In un contesto di crescente opposizione, quasi 5 milioni di voti contrari alla riforma della giustizia non provengono dagli elettori dei partiti del centrosinistra schierati per il No. Questi voti rappresentano un «segmento a sé», evidenzia Lorenzo Pregliasco, riferendosi al dossier post-voto di YouTrend, che descrive «elettori eterogenei». Tra chi ha votato No, si registrano sentimenti di rabbia e disinteresse, poiché per molti è «più facile dire no che votare un partito». Mentre il centrodestra ha mantenuto i consensi ottenuti alle elezioni europee, emerge un voto moderato che cerca di inviare un segnale all’attuale governo, senza riconoscersi automaticamente nel campo largo, riporta Attuale.

Il caso Veneto

Un indizio significativo è il risultato delle suppletive in Veneto. Nello stesso giorno del referendum, 30 mila voti per il No non sono andati anche ai candidati del centrosinistra, come confermato dal successo di altri due leghisti, Alberto Di Rubba con 87.269 voti e Giulio Centenaro con 98.991. Occorre quindi evitare di considerare automaticamente le percentuali del No come un successo del campo largo, un punto cruciale da tenere a mente.

Secondo Pregliasco, il voto di No riflette una motivazione di metodo e di principio, ponendo l’accento sulla necessità di non modificare la Costituzione. Circa il 30% degli intervistati ha dichiarato di attribuire un significato politico al proprio voto, soprattutto tra coloro che hanno scelto il No. Tuttavia, nonostante le critiche, il 54% degli intervistati ritiene che Meloni non avrebbe dovuto lasciare il governo in caso di sconfitta elettorale.

Il No del Sud

Analizzando il voto territoriale, la netta vittoria del No al Sud riflette chiaramente il «malcontento e sofferenza sociale economica». Il meridione rappresenta un bacino di possibili consensi per il centrosinistra e una seria preoccupazione per il centrodestra, poiché l’abbandono da parte dell’elettorato potrebbe compromettere i collegi del Sud nel 2027. Questo è un fattore da tenere in considerazione per chi si occupa della riforma della legge elettorale nella maggioranza. Le province mostrano che il Sì si concentra nel nord non urbano, nell’area padana dal Piemonte al Veneto e Friuli Venezia Giulia, ma non nei grandi centri urbani dove prevale il No.

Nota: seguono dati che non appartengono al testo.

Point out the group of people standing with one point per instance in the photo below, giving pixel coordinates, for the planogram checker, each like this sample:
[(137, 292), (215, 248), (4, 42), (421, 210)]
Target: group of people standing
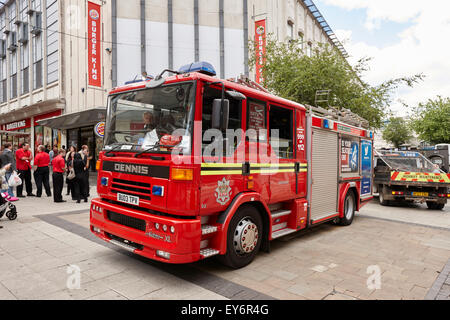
[(72, 163)]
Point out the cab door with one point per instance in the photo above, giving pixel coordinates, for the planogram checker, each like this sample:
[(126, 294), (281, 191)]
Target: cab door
[(282, 170), (221, 174)]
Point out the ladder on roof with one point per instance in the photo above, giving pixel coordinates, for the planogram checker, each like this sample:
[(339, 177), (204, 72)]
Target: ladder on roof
[(334, 113), (245, 81), (340, 114)]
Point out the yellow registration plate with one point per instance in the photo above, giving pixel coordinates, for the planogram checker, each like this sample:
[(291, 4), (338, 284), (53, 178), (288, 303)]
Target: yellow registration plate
[(420, 194)]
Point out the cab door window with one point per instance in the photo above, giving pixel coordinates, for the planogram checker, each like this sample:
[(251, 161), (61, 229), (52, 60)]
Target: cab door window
[(281, 131), (234, 123)]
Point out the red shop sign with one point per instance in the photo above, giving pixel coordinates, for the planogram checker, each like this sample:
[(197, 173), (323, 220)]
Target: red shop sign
[(94, 45), (260, 38), (13, 126)]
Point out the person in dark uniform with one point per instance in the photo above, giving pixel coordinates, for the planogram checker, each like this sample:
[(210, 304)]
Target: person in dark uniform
[(59, 166), (69, 156), (87, 159), (42, 173), (79, 166), (23, 165)]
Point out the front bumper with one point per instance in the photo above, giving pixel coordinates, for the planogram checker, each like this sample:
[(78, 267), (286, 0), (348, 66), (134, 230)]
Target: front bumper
[(137, 231)]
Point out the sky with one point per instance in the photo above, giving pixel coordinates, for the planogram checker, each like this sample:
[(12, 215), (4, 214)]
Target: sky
[(403, 38)]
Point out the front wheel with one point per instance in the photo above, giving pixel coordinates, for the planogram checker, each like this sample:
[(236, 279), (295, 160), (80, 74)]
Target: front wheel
[(435, 205), (349, 209), (244, 238)]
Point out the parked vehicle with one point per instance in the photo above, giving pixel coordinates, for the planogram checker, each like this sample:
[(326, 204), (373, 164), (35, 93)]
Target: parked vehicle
[(182, 197), (409, 176), (440, 155)]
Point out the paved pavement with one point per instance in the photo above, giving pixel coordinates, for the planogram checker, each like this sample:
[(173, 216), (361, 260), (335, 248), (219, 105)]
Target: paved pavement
[(387, 253)]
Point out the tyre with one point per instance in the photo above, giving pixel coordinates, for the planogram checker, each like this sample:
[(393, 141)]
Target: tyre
[(435, 205), (381, 198), (349, 209), (244, 238), (11, 215)]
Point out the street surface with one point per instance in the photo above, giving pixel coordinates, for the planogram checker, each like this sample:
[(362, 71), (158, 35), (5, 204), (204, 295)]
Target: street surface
[(398, 252)]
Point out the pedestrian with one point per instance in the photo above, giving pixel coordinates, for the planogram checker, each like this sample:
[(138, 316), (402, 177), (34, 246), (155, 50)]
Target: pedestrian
[(69, 159), (23, 164), (79, 166), (7, 157), (53, 153), (59, 166), (87, 159), (42, 172), (3, 183)]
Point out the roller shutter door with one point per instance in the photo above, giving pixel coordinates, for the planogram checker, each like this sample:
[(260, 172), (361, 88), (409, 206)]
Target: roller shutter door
[(324, 174)]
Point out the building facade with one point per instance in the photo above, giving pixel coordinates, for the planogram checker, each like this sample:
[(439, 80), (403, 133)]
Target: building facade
[(60, 58)]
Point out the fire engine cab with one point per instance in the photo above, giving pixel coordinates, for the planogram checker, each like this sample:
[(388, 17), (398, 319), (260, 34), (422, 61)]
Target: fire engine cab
[(195, 167)]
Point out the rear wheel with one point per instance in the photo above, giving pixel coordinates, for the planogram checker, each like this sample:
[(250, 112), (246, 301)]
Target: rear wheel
[(381, 198), (244, 238), (12, 215), (435, 205), (349, 209)]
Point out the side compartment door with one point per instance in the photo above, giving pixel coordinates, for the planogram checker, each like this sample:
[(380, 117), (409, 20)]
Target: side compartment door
[(366, 168), (325, 160)]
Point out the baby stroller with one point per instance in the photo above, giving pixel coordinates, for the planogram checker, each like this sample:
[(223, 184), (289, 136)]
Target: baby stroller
[(7, 207)]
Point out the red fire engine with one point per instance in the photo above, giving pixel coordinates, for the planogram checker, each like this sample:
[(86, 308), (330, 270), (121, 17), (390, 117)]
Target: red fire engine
[(171, 189)]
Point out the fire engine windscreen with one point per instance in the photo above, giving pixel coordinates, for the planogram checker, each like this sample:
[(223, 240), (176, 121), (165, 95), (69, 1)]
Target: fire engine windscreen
[(157, 119)]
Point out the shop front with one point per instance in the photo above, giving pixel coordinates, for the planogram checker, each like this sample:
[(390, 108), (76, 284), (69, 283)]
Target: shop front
[(30, 131), (80, 129)]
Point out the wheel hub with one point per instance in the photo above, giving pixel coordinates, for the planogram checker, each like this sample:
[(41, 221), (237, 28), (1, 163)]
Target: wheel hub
[(245, 236), (349, 207)]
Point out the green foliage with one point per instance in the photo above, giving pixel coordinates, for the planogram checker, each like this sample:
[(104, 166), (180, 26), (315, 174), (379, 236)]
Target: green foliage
[(291, 74), (397, 132), (431, 120)]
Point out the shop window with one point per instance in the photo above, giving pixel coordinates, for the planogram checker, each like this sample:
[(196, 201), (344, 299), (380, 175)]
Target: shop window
[(281, 131), (235, 118), (52, 41)]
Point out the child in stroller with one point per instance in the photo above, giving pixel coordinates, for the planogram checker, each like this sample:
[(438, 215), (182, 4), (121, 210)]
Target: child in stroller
[(5, 206)]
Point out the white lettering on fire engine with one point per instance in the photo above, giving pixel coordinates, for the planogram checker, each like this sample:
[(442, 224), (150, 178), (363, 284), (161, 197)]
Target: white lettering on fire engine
[(223, 191)]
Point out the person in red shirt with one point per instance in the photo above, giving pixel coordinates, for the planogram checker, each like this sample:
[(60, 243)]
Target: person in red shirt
[(42, 173), (59, 167), (23, 165)]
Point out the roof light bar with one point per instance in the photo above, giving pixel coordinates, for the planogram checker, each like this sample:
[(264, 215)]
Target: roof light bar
[(199, 66)]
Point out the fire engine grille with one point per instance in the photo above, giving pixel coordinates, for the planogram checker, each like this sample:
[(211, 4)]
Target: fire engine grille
[(127, 221), (132, 188)]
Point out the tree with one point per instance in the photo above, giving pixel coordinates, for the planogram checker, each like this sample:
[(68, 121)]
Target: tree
[(397, 132), (291, 74), (431, 120)]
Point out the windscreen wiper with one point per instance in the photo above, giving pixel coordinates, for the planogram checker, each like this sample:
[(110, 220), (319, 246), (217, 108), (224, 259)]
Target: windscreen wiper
[(116, 148), (157, 145), (112, 150)]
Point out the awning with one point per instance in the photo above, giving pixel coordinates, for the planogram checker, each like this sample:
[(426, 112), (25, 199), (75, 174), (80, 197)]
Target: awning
[(75, 120), (13, 133)]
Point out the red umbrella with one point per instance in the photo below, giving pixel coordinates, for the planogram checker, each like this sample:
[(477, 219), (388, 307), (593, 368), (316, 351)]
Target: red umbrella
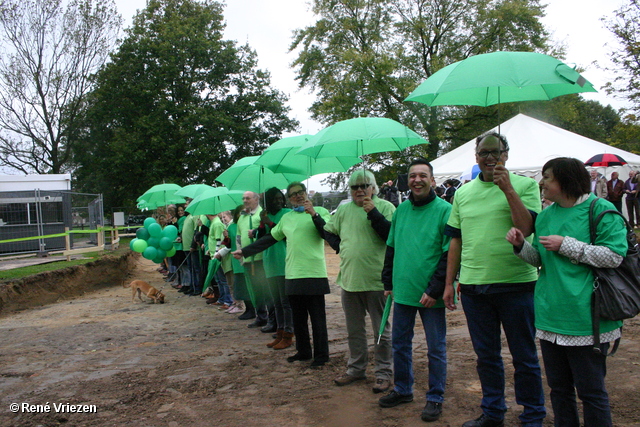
[(606, 160)]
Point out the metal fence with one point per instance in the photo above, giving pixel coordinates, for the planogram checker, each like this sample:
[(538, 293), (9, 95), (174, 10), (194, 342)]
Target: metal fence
[(37, 220)]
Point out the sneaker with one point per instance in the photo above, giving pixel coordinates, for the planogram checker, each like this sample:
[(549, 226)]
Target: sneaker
[(431, 411), (484, 421), (381, 385), (347, 379), (394, 399)]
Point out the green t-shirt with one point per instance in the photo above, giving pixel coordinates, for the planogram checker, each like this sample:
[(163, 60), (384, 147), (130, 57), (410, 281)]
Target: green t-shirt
[(481, 212), (417, 236), (305, 246), (361, 248), (246, 223), (274, 256), (562, 298)]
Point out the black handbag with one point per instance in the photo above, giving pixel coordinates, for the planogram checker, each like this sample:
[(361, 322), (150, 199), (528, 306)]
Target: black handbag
[(616, 291)]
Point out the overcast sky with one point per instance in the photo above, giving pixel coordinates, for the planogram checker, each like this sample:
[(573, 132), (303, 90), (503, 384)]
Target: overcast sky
[(267, 26)]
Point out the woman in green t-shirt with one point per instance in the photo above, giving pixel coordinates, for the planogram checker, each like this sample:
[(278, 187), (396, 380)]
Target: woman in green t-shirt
[(563, 290)]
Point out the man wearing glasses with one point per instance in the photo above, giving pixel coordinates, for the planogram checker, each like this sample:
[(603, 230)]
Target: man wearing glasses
[(358, 232), (496, 287), (414, 270), (306, 281)]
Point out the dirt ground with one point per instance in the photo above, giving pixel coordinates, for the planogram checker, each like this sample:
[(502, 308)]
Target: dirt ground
[(185, 363)]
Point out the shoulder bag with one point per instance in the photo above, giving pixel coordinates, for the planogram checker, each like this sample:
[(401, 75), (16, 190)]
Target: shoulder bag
[(616, 291)]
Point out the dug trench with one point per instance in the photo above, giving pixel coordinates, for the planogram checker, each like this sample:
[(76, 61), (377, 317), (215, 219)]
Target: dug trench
[(73, 337)]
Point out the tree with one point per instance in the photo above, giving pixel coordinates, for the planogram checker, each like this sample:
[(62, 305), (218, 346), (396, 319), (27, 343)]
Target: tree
[(363, 57), (625, 25), (50, 52), (177, 103)]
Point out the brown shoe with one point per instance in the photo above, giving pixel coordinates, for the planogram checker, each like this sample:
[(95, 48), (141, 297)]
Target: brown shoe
[(285, 342), (381, 385), (347, 379), (279, 333)]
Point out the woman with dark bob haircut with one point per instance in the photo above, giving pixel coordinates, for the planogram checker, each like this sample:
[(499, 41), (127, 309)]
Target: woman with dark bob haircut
[(562, 297)]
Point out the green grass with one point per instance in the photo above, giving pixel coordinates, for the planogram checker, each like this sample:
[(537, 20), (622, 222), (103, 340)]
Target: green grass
[(19, 273)]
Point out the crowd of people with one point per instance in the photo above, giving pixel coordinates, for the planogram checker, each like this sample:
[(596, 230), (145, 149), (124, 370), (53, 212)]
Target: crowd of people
[(515, 265)]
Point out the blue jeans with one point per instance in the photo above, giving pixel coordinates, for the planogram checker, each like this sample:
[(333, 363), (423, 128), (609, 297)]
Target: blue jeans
[(571, 368), (514, 310), (435, 330)]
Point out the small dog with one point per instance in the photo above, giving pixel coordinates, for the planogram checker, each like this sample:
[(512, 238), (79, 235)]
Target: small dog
[(141, 287)]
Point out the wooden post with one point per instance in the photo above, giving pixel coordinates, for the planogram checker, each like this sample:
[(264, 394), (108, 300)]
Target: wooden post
[(67, 241)]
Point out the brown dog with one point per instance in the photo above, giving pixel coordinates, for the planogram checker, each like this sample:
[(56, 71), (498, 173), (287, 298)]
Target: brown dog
[(141, 287)]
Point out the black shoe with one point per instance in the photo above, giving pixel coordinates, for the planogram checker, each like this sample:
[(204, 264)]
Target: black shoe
[(394, 399), (257, 323), (297, 356), (318, 363), (431, 411), (249, 314), (269, 327), (484, 421)]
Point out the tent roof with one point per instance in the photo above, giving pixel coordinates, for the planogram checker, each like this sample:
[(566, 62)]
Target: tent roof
[(531, 144)]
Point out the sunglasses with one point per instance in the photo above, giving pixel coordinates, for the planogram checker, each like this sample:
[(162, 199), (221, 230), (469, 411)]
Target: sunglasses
[(360, 187)]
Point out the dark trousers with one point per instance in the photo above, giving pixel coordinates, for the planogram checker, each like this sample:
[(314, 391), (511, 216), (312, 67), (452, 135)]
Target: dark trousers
[(304, 307), (571, 368)]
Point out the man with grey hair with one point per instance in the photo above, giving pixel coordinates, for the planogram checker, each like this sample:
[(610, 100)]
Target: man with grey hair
[(358, 232)]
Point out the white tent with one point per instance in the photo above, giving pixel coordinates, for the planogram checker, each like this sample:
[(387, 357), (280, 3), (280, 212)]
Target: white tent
[(531, 144)]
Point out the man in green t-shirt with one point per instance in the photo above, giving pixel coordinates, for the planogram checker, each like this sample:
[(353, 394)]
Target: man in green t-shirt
[(414, 270), (358, 232), (496, 287)]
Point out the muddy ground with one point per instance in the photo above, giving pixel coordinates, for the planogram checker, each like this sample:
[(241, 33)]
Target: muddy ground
[(188, 364)]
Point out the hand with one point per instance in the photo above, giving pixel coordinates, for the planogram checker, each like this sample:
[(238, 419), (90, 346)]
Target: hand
[(308, 207), (237, 254), (515, 237), (367, 204), (551, 243), (501, 177), (427, 301), (448, 297)]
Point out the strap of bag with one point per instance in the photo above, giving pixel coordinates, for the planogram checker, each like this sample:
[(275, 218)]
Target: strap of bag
[(595, 296)]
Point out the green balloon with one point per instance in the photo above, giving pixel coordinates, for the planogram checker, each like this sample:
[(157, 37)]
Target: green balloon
[(166, 243), (155, 230), (150, 253), (142, 233), (139, 245), (170, 232)]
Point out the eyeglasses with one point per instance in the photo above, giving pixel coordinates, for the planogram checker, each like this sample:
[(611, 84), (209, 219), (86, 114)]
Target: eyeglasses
[(360, 187), (493, 153)]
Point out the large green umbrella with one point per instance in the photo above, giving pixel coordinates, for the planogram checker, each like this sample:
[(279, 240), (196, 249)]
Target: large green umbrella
[(159, 195), (193, 190), (360, 136), (282, 157), (499, 77), (247, 176), (214, 201)]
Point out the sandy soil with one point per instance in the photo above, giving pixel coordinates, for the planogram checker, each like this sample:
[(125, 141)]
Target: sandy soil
[(186, 363)]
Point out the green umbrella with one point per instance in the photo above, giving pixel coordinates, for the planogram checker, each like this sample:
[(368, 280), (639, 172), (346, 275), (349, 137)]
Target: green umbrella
[(360, 136), (281, 157), (500, 77), (159, 195), (385, 316), (214, 201), (193, 190), (247, 176)]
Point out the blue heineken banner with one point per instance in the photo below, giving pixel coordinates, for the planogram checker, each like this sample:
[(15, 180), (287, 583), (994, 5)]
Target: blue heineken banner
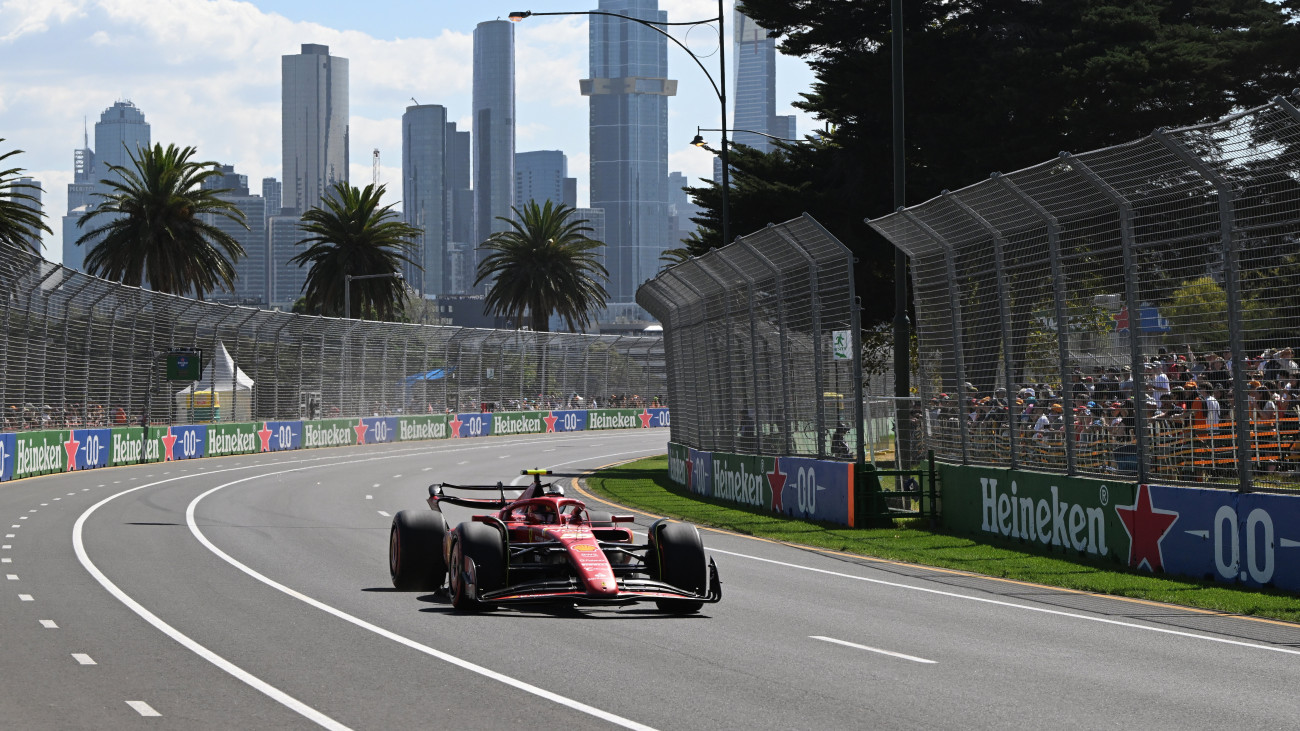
[(8, 448), (469, 425), (654, 418), (566, 420), (811, 489), (378, 429), (1247, 539), (190, 441), (278, 436), (90, 449)]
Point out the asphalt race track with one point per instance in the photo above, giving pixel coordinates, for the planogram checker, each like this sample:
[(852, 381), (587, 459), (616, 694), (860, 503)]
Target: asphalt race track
[(252, 592)]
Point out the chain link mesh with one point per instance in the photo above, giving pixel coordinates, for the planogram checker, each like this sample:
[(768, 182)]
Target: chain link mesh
[(78, 350), (1127, 311), (748, 333)]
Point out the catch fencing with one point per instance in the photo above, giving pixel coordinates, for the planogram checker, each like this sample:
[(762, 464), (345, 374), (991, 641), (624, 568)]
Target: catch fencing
[(1126, 311), (78, 350), (750, 331)]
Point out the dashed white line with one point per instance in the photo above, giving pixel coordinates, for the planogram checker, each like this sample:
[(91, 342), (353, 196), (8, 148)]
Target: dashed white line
[(143, 708), (872, 649)]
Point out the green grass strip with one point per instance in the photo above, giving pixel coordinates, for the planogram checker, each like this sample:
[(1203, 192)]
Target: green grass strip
[(645, 485)]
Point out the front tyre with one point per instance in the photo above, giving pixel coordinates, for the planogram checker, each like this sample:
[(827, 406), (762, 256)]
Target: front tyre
[(677, 558), (484, 546), (415, 550)]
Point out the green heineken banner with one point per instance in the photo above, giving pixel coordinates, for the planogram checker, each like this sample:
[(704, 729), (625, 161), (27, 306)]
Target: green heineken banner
[(39, 453), (1049, 511), (232, 438), (518, 423), (611, 419), (414, 428)]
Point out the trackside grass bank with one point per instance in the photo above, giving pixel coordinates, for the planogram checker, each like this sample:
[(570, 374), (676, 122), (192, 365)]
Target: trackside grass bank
[(644, 485)]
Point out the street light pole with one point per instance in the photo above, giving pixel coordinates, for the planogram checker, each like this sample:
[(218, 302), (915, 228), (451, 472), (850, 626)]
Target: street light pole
[(720, 90), (347, 288)]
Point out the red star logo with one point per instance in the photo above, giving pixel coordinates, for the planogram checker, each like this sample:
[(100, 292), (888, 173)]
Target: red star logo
[(776, 479), (70, 448), (1147, 527), (168, 442), (1121, 320)]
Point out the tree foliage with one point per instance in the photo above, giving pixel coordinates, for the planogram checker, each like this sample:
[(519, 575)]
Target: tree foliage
[(991, 85), (159, 230), (20, 208), (351, 234), (545, 263)]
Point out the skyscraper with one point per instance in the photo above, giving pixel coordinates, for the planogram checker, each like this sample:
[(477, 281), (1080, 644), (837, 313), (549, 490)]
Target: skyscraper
[(542, 176), (120, 133), (629, 94), (424, 193), (494, 126), (313, 125)]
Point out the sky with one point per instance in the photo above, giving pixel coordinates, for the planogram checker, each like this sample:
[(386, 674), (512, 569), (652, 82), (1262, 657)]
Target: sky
[(206, 73)]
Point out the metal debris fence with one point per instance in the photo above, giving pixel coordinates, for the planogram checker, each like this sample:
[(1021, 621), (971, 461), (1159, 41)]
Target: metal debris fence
[(79, 350), (1126, 311), (749, 333)]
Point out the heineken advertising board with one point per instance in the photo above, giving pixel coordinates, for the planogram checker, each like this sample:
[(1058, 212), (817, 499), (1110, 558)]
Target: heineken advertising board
[(232, 438), (414, 428), (8, 448), (1047, 511)]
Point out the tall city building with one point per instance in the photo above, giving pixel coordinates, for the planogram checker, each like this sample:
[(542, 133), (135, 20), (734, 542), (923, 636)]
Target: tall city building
[(424, 194), (460, 195), (313, 125), (272, 193), (629, 93), (120, 133), (493, 126), (542, 176), (251, 285)]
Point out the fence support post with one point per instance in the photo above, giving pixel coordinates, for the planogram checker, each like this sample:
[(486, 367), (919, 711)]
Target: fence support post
[(954, 306), (1004, 314), (1132, 303), (1061, 314), (1231, 285)]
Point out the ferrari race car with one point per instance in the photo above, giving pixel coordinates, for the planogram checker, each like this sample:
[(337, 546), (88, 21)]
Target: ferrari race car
[(544, 546)]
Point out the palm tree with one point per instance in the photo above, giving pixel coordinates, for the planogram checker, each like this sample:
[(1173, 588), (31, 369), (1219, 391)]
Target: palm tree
[(20, 211), (354, 236), (160, 225), (544, 264)]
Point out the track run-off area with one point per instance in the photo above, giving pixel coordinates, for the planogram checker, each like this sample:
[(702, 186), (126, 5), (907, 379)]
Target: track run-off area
[(252, 592)]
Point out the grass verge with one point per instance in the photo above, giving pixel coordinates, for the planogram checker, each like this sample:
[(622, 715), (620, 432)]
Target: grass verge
[(644, 485)]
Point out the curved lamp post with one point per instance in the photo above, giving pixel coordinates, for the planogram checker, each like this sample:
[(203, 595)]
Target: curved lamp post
[(719, 89)]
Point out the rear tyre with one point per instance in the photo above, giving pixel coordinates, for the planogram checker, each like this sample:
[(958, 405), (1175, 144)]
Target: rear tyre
[(484, 545), (415, 550), (677, 558)]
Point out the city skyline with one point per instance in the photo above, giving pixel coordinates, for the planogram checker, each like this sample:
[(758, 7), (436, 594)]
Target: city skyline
[(208, 76)]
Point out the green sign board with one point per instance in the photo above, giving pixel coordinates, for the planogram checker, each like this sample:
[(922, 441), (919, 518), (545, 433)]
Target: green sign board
[(412, 428), (183, 364), (1047, 511)]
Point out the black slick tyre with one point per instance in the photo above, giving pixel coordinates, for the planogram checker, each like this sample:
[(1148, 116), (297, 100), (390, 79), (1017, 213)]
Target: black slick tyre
[(677, 558), (415, 550), (484, 545)]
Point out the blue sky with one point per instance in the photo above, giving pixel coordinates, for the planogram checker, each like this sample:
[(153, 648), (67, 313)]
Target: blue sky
[(206, 73)]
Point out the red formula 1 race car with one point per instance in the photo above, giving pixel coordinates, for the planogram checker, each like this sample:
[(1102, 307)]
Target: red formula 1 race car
[(544, 546)]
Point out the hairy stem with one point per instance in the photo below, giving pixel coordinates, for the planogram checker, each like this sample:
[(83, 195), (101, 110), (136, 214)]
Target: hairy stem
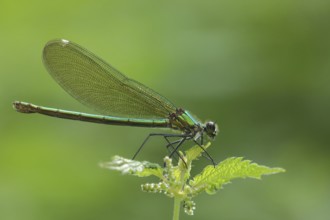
[(176, 210)]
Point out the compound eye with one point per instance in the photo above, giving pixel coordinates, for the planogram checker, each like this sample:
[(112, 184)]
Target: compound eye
[(211, 129)]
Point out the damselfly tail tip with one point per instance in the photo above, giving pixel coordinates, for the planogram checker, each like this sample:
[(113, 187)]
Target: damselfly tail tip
[(22, 107)]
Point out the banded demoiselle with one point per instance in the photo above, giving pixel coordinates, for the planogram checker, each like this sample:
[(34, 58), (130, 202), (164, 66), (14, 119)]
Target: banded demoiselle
[(120, 100)]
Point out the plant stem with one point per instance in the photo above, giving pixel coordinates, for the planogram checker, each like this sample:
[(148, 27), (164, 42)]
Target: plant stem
[(176, 210)]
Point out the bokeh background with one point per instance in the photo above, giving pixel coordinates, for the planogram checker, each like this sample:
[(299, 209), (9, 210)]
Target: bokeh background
[(258, 68)]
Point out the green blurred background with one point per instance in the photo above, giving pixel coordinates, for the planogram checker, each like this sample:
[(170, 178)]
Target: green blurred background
[(258, 68)]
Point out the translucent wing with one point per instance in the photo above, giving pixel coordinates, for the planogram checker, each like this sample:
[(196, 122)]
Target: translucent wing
[(99, 86)]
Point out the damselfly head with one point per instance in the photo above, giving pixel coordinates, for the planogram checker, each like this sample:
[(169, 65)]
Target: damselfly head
[(211, 129)]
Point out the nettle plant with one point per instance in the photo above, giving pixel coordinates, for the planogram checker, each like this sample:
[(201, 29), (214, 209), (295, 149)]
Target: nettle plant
[(175, 180)]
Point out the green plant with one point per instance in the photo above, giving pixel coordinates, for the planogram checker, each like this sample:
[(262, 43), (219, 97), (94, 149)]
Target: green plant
[(176, 182)]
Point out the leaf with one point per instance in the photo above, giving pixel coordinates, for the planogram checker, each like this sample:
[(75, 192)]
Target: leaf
[(213, 178), (195, 152), (133, 167)]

Il referendum evidenzia la difficoltà delle forze politiche nel mantenere un fronte compatto. Tanto il centrodestra quanto i partiti centristi come Azione, Italia Viva e +Europa hanno faticato a far rispettare le indicazioni di voto, registrando defezioni nel proprio elettorato. All’interno di Forza Italia, una quota minoritaria del 16% ha voluto inviare un segnale di freno al metodo, evidenziando le divisioni interne alla compagine di centrodestra.